After he left that Saturday, Aunty Uju asked Ifemelu, “What did you think?”
“He uses bleaching creams.”
“What?”
“Couldn’t you see? His face is a funny color. He must be using the cheap ones with no sunscreen. What kind of man bleaches his skin, biko?”
Aunty Uju shrugged, as though she had not noticed the greenish-yellow tone of the man’s face, worse at his temples.
“He’s not bad. He has a good job.” She paused. “I’m not getting any younger. I want Dike to have a brother or a sister.”
“In Nigeria, a man like him would not even have the courage to talk to you.”
“We are not in Nigeria, Ifem.”
Before Aunty Uju went into the bedroom, tottering under her many anxieties, she said, “Please just pray that it will work.”
Ifemelu did not pray, but even if she did, she could not bear praying for Aunty Uju to be with Bartholomew. It saddened her that Aunty Uju had settled merely for what was familiar.
BECAUSE OF OBINZE, Manhattan intimidated Ifemelu. The first time she took the subway from Brooklyn to Manhattan, her palms sweaty, she walked the streets, watching, absorbing. A sylphlike woman running in high heels, her short dress floating behind her, until she tripped and almost fell, a pudgy man coughing and spitting on the curb, a girl dressed all in black raising a hand for the taxis that sliced past. The endless skyscrapers taunted the sky, but there was dirt on the building windows. The dazzling imperfection of it all calmed her. “It’s wonderful but it’s not heaven,” she told Obinze. She could not wait until he, too, saw Manhattan. She imagined them both walking hand in hand, like the American couples she saw, lingering at a shop window, pausing to read menus taped on restaurant doors, stopping at a food cart to buy cold bottles of iced tea. “Soon,” he said in his letter. They said “soon” to each other often, and “soon” gave their plan the weight of something real.
FINALLY, Aunty Uju’s result came. Ifemelu brought in the envelope from the mailbox, so slight, so ordinary, United States Medical Licensing Examination printed on it in even script, and held it in her hand for a long time, willing it to be good news. She raised it up as soon as Aunty Uju walked indoors. Aunty Uju gasped. “Is it thick? Is it thick?” she asked.

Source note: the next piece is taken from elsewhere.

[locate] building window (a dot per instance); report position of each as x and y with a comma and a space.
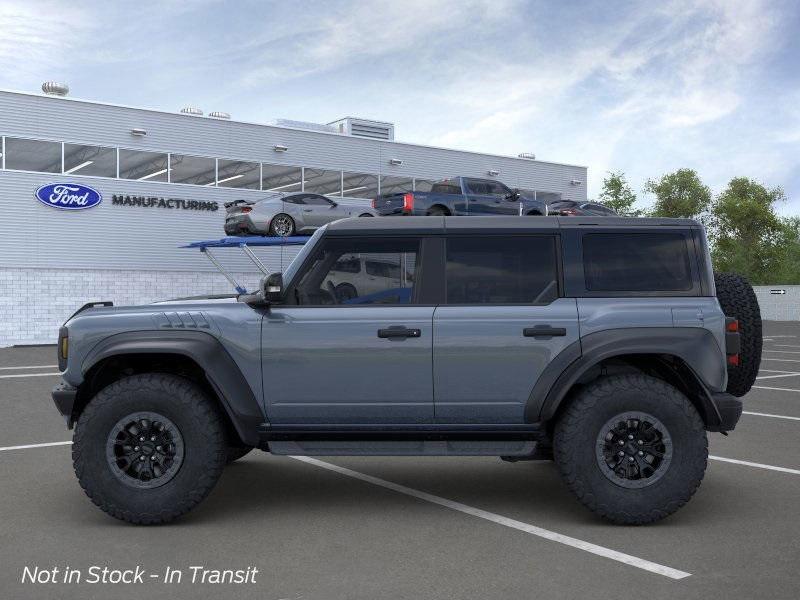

“What? Gini?” Ifemelu asked.
“Is it thick?” Aunty Uju asked again, letting her handbag slip to the floor and moving forward, her hand outstretched, her face savage with hope. She took the envelope and shouted, “I made it!” and then opened it to make sure, peering at the thin sheet of
paper. “If you fail, they send you a thick envelope so that you can reregister.”
“Aunty! I knew it! Congratulations!” Ifemelu said.
Aunty Uju hugged her, both of them leaning into each other, hearing each other’s breathing, and it brought to Ifemelu a warm memory of Lagos.
“Where’s Dike?” Aunty Uju asked, as though he was not already in bed when she came home from her second job. She went into the kitchen, stood under the bright ceiling light and looked, again, at the result, her eyes wet. “So I will be a family physician in this America,” she said, almost in a whisper. She opened a can of Coke and left it undrunk.
Later, she said, “I have to take my braids out for my interviews and relax my hair. Kemi told me that I shouldn’t wear braids to the interview. If you have braids, they will think you are unprofessional.”
“So there are no doctors with braided hair in America?” Ifemelu asked.
“I have told you what they told me. You are in a country that is not your own. You do what you have to do if you want to succeed.”